In addition to patient recruitment, difficulty finding investigators and sites was one of the issues most frequently raised by industry representatives in discussions with ERG. According to some, the problem is not a lack of researchers overall but rather a lack of highly qualified researchers who are consistently able to enroll high-quality patients in sufficient numbers. As a result, sponsors compete with each other for these top investigators, creating the impression that there is a shortage even though less well-qualified investigators might be available.
Whether and how sponsors experience this competition is based, to some degree, on their companies’ size and disease specialties. Many of the larger CROs have strategic partnerships with large drug companies, which provide the CROs with a consistent revenue stream. In exchange, the drug companies get priority access to staff, data management resources, and investigators. This allocation of resources to big drug companies further intensifies resource competition for small companies. Companies pursuing drugs in the same therapeutic areas at the same time will also face more competition, not only for patients, as discussed in the Section 4.3, but also for investigators and sites. For highly specialized treatment areas such as anti-fungals, sponsors may have a very limited universe of qualified investigators to choose from in the first place.

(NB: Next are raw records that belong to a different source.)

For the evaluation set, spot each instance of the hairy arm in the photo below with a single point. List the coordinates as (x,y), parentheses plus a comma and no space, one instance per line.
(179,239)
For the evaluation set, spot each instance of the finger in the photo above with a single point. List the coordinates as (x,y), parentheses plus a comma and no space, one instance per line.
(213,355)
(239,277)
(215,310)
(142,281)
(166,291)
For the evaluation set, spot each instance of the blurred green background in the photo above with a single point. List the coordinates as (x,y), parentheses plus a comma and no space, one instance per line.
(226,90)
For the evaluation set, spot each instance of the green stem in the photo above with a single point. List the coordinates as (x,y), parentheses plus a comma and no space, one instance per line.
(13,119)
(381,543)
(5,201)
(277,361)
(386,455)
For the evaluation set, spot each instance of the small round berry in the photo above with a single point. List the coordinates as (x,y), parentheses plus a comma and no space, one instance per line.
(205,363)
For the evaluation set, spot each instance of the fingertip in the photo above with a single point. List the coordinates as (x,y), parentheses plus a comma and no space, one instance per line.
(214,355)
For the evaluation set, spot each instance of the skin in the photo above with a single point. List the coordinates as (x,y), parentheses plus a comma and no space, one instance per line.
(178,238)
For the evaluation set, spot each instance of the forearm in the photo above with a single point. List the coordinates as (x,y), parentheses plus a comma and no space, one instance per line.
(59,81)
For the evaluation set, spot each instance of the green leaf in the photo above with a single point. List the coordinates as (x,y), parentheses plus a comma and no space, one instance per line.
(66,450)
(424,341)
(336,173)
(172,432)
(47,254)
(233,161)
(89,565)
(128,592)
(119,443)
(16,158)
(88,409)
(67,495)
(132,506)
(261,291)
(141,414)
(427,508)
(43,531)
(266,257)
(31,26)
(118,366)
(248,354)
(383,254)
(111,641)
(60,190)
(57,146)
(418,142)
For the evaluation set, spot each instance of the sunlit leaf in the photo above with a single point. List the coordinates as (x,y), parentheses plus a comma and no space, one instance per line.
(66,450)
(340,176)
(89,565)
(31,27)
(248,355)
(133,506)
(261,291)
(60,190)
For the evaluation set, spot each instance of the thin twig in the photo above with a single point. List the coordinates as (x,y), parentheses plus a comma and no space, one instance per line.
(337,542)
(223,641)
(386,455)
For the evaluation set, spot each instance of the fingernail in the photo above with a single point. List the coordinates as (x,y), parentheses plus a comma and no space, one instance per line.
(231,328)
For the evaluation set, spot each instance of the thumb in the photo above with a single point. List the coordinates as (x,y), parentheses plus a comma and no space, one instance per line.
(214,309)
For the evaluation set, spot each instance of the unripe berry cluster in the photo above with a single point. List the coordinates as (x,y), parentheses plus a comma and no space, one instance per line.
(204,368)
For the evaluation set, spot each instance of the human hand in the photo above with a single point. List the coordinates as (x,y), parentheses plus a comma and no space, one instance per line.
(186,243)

Other experts frame the problem somewhat differently, asserting that this barrier stems not simply from competition for top investigators but also from an actual overall shortage of biostatisticians and clinical informaticists across academic medicine, industry, and government (Bonham, Califf, Gallin, & Lauer, 2011). In support of this claim, there is evidence to suggest that the rate of attrition among U.S. investigators is increasing. The proportion of clinical investigators who are from North America has been falling since 1997, while the proportions of investigators from Western Europe and the rest of the world have been increasing (English, Lebovitz, & Giffin, 2010).

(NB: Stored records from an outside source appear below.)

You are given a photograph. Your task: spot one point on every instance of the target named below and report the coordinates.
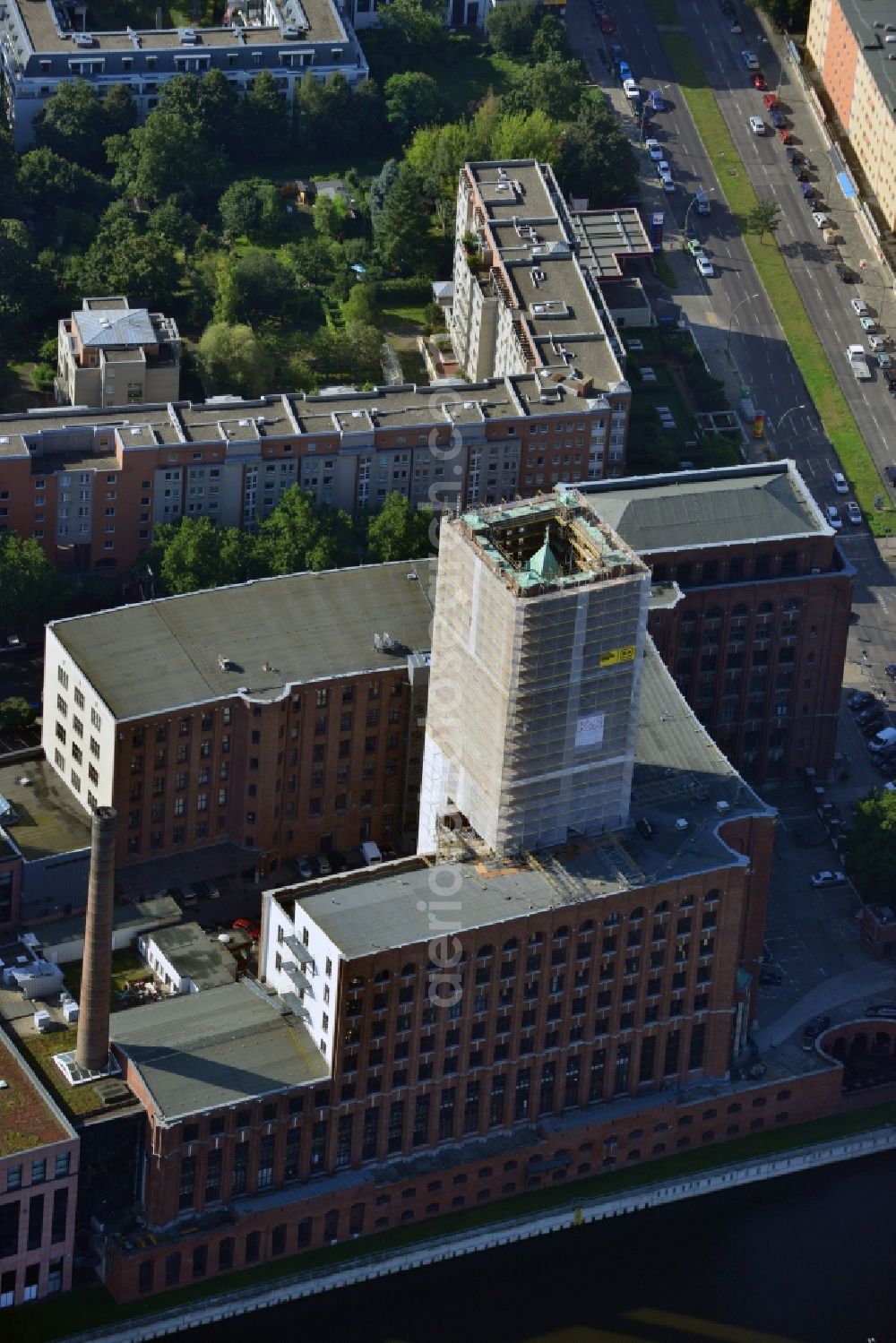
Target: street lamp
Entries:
(780, 420)
(734, 314)
(692, 203)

There is reason to believe that this trend will persist and the pool of investigators in this country will continue to shrink. It is very challenging to conduct clinical trials and establish a successful career as a clinical investigator in the U.S (English, Lebovitz, & Giffin, 2010); 45 percent of first-time investigators quit the field after their first clinical trial (Califf, Filerman, Murray, & Rosenblatt, 2011), and there is little motivation for new investigators to replace them. The clinical investigator track is, in many ways, less appealing than other options available to researchers, who would prefer to publish results more easily and avoid the hassles of getting a clinical trial protocol approved. Furthermore, conducting clinical trials does not earn researchers much respect among academics, and academic institutions often provide little support in the design and initiation of trials. Although community physicians and practitioners represent a large pool of potential investigators, they are generally uninvolved in the clinical trial process (for reasons discussed in Section 4.7) (English, Lebovitz, & Giffin, 2010). In this shrinking pool of resources, competition for resources will likely continue to intensify as increasing numbers of trials are conducted in orphan/low-prevalence diseases.
The outlook for resources at the investigative site level is similarly bleak. Many veteran sites in the U.S. have been struggling financially in recent years, forcing some to shift resources to more profitable enterprises or even cease their clinical research activities altogether (Getz K. A., 2010a). While some of this financial hardship can be attributed to the global economic downturn—the number of new trials being initiated declined, and many trials have been delayed or terminated—much of it is due to industry practices. For one thing, protocols have grown increasingly complex (in terms of the number of procedures and amendments and amount of effort required to execute them), to the point of becoming unmanageable (discussed in more detail in Section 4.6). Recruitment is also very difficult in the United States (see Section 4.3), which increasingly drives sponsors to sites overseas. Furthermore, sponsors and CROs are responding to the unpredictability of site performance with a practice called “hedging,” in which trials are spread across larger numbers of sites, each with smaller numbers of patients, an economically unfavorable arrangement for many sites. Finally, sites face serious cash flow problems. In general, sponsors try to defer payment to later in the study; it takes an average of approximately 120 days for sites to receive payment from sponsors and CROs for work that they have already completed. Many experienced investigative sites need to borrow money in order to stay afloat, with the average U.S.-based site carrying a debt of $400,000. If these factors remain unaddressed, more sites can be expected to permanently close their doors to clinical research (Getz K. A., 2010a).